Today is my birthday, making this a rather unhappy coincidence, and it has me thinking about… stuff. ‘N stuff. I actually have only known about Jay for a little while, after running across his novel Green. Since green is my favorite color, and since the book seemed to have a kickass, realistically and thoroughly developed girl protagonist, and since I have nieces and want them to understand that they get to be kickass realistic protagonists as much as Luke Skywalker and anyone else, I decided to check it out [later edit: please note, now that I’ve finished it, and however much I’ve enjoyed it, this is not a kids book–not pornographic, but definitely lots of adult content. And I have to say, I found this review a pretty legit critique of how this is handled in the book, even if i liked the overall work better than the reviewer]. Reading it actually got put on hold for a while as I pretty much always have more novels going than I really have time to read, but I’m a good way through it now and really enjoying it.

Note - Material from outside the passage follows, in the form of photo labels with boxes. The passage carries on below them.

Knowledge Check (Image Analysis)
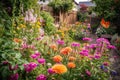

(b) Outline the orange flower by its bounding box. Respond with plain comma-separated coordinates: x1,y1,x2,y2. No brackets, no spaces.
69,56,76,61
100,18,110,28
13,38,22,43
53,55,62,63
67,62,76,68
50,44,57,50
52,64,67,74
60,47,72,54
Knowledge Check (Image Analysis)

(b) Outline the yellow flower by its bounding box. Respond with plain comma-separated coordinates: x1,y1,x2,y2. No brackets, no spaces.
52,64,67,74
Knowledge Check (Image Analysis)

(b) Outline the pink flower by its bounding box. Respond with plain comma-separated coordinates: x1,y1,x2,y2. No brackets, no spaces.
82,37,92,41
36,74,47,80
22,43,28,49
94,54,101,59
30,51,40,59
103,62,109,66
34,51,40,56
9,73,19,80
24,62,37,72
71,42,80,47
80,50,89,56
30,54,37,59
89,44,97,49
37,58,45,64
9,64,18,70
107,45,116,49
57,40,64,45
47,68,55,74
86,70,91,76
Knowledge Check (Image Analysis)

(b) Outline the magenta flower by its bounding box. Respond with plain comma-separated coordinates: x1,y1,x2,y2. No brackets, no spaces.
24,62,37,72
71,42,80,47
103,62,109,66
8,64,18,70
34,51,40,56
47,68,55,74
82,37,92,41
96,38,110,44
22,43,28,49
107,45,116,49
80,50,89,56
89,44,97,49
30,54,38,59
37,58,46,64
36,74,47,80
57,40,64,45
30,51,40,59
2,61,9,65
86,70,91,76
28,45,35,49
94,54,101,59
9,73,19,80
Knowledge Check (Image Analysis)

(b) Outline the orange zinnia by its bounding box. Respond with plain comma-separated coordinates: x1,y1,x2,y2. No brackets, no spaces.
52,64,67,74
60,47,72,54
100,18,110,28
69,56,76,61
67,62,76,68
53,55,62,63
13,38,22,43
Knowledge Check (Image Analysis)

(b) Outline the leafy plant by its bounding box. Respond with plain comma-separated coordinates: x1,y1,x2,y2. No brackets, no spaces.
40,11,55,34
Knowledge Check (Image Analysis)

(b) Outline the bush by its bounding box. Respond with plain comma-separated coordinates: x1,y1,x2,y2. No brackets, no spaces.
40,11,55,34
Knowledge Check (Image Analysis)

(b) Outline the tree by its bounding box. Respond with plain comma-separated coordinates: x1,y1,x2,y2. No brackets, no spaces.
92,0,120,32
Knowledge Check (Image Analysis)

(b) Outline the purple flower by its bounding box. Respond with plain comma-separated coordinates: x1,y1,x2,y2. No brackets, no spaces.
80,50,89,56
22,43,28,49
57,40,64,45
94,54,101,59
8,64,18,70
71,42,80,47
82,37,92,41
34,51,40,56
47,68,55,74
36,74,47,80
9,73,19,80
100,65,105,70
30,54,37,59
24,62,37,72
37,58,45,64
107,45,116,49
96,38,110,45
103,62,109,66
110,70,118,76
89,44,97,49
86,70,91,76
2,61,9,65
30,51,40,59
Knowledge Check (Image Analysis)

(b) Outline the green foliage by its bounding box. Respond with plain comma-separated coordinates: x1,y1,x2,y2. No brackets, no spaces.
40,11,55,34
49,0,73,14
0,0,38,16
93,0,120,33
77,12,87,22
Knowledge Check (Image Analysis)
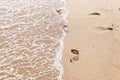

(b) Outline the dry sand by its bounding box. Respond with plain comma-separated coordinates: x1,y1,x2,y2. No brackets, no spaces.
62,0,120,80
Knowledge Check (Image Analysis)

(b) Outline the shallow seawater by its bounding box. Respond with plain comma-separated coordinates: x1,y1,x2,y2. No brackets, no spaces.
0,0,67,80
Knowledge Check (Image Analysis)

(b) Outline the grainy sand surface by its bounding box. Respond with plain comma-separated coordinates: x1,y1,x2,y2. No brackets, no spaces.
62,0,120,80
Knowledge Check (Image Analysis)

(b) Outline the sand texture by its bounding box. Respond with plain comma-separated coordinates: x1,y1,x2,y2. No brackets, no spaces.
62,0,120,80
0,0,66,80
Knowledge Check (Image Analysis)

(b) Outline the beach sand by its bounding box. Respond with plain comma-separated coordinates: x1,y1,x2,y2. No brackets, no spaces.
62,0,120,80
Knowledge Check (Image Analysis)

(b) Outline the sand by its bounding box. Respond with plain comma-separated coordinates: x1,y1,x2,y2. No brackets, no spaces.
62,0,120,80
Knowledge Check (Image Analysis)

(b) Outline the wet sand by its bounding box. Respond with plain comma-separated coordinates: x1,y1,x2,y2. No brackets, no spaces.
62,0,120,80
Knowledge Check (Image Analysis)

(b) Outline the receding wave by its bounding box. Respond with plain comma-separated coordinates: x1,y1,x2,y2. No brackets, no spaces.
0,0,67,80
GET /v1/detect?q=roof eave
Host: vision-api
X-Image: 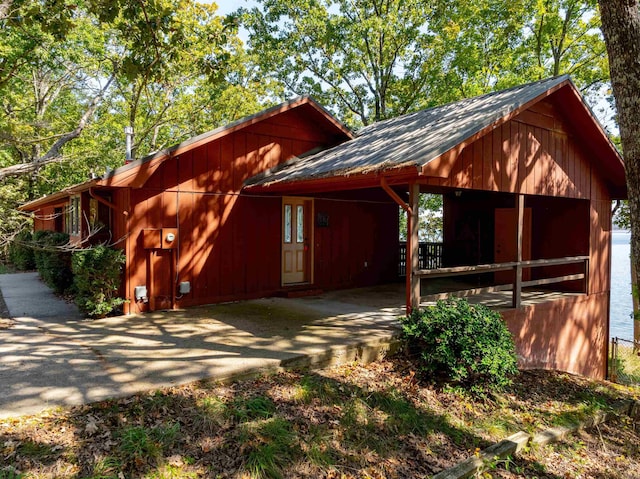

[101,96,355,188]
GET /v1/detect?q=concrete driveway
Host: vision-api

[0,273,403,418]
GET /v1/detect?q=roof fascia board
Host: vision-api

[18,180,98,211]
[101,96,354,188]
[420,78,575,178]
[244,165,418,194]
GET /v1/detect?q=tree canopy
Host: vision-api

[0,0,620,253]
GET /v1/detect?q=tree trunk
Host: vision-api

[599,0,640,344]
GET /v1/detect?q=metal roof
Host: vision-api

[247,75,570,186]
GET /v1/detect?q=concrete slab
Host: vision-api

[0,273,83,322]
[0,275,403,417]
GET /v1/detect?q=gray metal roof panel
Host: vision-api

[247,75,569,186]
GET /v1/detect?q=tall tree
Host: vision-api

[243,0,450,125]
[599,0,640,341]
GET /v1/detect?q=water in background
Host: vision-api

[609,230,633,340]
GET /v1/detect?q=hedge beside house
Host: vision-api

[33,230,73,294]
[71,246,125,318]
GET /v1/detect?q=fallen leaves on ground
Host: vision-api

[0,358,640,479]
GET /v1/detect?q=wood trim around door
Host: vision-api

[280,196,314,286]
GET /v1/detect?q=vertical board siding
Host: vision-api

[427,98,612,378]
[436,103,604,202]
[118,113,352,312]
[314,199,398,289]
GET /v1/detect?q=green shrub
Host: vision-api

[72,246,125,318]
[33,230,73,294]
[9,231,36,271]
[402,299,518,392]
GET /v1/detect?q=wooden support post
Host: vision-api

[406,183,420,314]
[512,194,524,308]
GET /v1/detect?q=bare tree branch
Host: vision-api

[0,75,115,181]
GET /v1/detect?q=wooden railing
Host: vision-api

[398,242,442,276]
[414,256,589,308]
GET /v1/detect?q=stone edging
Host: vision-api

[431,400,640,479]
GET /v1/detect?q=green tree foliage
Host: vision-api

[9,231,36,271]
[71,246,125,318]
[399,193,443,242]
[242,0,608,126]
[0,0,272,248]
[402,299,518,392]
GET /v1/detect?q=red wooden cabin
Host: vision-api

[23,77,626,377]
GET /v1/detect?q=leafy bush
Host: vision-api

[33,230,73,294]
[402,299,518,392]
[9,231,36,271]
[72,246,125,318]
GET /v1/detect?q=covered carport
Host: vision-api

[244,76,626,377]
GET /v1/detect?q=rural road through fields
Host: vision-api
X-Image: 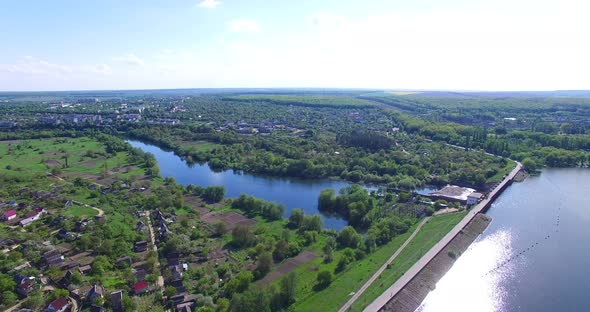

[145,210,164,293]
[364,162,522,312]
[338,217,430,312]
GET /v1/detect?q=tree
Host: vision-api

[203,186,225,202]
[232,224,256,248]
[216,298,229,312]
[336,226,361,248]
[0,290,18,307]
[70,272,82,285]
[289,208,305,229]
[23,291,45,311]
[47,288,70,300]
[301,215,322,232]
[213,220,227,236]
[91,256,112,275]
[318,189,335,211]
[225,271,254,295]
[164,286,176,297]
[256,252,273,278]
[230,287,271,312]
[0,273,16,292]
[281,272,297,307]
[316,270,334,289]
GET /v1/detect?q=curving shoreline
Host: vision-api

[379,214,492,312]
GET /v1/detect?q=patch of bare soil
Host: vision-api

[45,159,61,167]
[260,250,318,285]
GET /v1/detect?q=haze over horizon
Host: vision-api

[0,0,590,91]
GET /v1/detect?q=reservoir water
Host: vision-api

[417,169,590,312]
[127,140,360,230]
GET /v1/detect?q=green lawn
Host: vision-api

[0,137,144,178]
[350,211,467,311]
[293,223,418,311]
[63,205,98,217]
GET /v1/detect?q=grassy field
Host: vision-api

[0,137,144,178]
[290,213,465,311]
[350,211,467,311]
[63,205,98,217]
[293,224,417,311]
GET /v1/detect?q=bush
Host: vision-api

[316,270,334,289]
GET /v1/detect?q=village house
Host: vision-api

[2,209,16,221]
[110,290,123,312]
[467,192,483,206]
[20,208,45,226]
[14,274,35,297]
[45,297,70,312]
[0,121,17,128]
[131,281,149,295]
[90,305,106,312]
[78,265,92,275]
[43,249,64,267]
[86,285,104,303]
[133,241,147,252]
[115,256,133,267]
[429,185,475,204]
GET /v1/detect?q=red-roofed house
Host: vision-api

[45,297,70,312]
[2,209,16,221]
[20,208,45,226]
[132,281,149,295]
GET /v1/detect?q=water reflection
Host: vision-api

[417,169,590,312]
[417,231,517,312]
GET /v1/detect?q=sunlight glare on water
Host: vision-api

[416,230,515,312]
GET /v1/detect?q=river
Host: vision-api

[417,169,590,312]
[127,140,366,230]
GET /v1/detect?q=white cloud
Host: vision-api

[113,53,145,66]
[197,0,221,9]
[0,56,72,76]
[309,13,348,28]
[92,64,113,75]
[228,19,260,33]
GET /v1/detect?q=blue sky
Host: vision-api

[0,0,590,91]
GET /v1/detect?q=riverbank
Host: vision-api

[380,214,492,312]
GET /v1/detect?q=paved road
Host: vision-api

[47,172,104,217]
[145,210,164,293]
[72,200,104,217]
[338,217,430,312]
[364,162,522,312]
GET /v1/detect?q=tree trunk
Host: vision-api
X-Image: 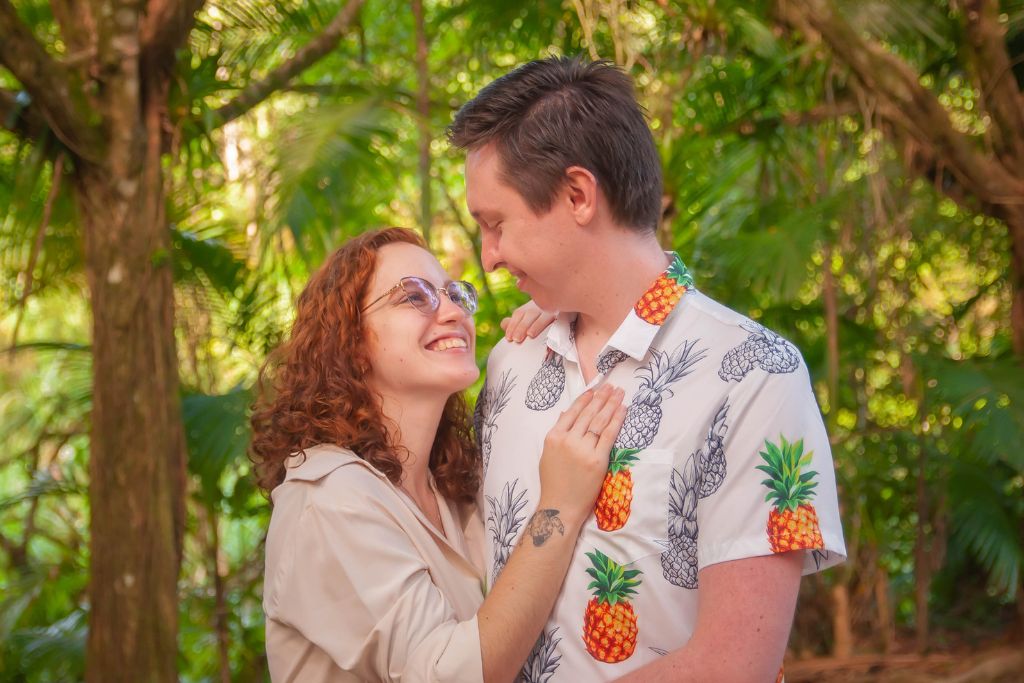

[413,0,434,246]
[212,505,231,683]
[833,583,853,659]
[874,565,896,654]
[1002,206,1024,359]
[75,82,185,683]
[913,445,932,654]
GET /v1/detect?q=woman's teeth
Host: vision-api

[427,337,468,351]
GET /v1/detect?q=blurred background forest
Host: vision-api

[0,0,1024,682]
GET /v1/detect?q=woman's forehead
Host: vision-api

[374,243,447,286]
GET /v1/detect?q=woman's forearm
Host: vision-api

[477,501,583,683]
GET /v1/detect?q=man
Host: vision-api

[449,57,846,682]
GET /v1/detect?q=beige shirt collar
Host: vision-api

[285,443,483,575]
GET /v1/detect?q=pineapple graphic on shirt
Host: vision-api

[757,435,825,553]
[484,479,526,586]
[718,321,800,382]
[526,348,565,411]
[633,256,693,326]
[662,456,700,589]
[518,627,562,683]
[693,401,729,498]
[473,371,515,471]
[597,348,630,375]
[583,550,640,664]
[594,449,639,531]
[615,340,708,449]
[662,401,729,589]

I heard about Jay’s colon cancer not long after learning that he actually existed and no, I never got to meet him personally, so I can’t claim to be particularly emotionally attached to Jay the person–but I’ve been really impressed by his courage in facing his mortality so publicly, and it’s been great to see the tributes come in now that he is gone–in addition to being a damn good writer (going by what I’ve seen so far), he seems to have been a pretty swell person too. I am also encouraged by the fact that he accomplished so much in a career that only began in 2001–when he would have been just a year older than I am now. I’ve been writing since 3rd grade, but with grad school and then a nascent academic career (which may be ending or may be getting a second wind, I honestly don’t know) I’ve only managed to get a few poems and one retelling of a folktale out since 2001 (2001 was when the retelling of a folktale was published in now-defunct Fables ezine). On the one hand I’m feeling inspired by how much Jay accomplished (9 novels and over 300 short stories since 2001, while working full time… holy poop)–on the other I’m reminded that none of us knows when we will go, and I want to leave a positive legacy behind me.
Looking forward to discovering more of Jay’s work and celebrating the fact that he lives on in his creative legacy, as well as in the hearts and lives of those who knew him (not me, in case that was clear…), and looking forward to finding ways to make the world a richer place for my part.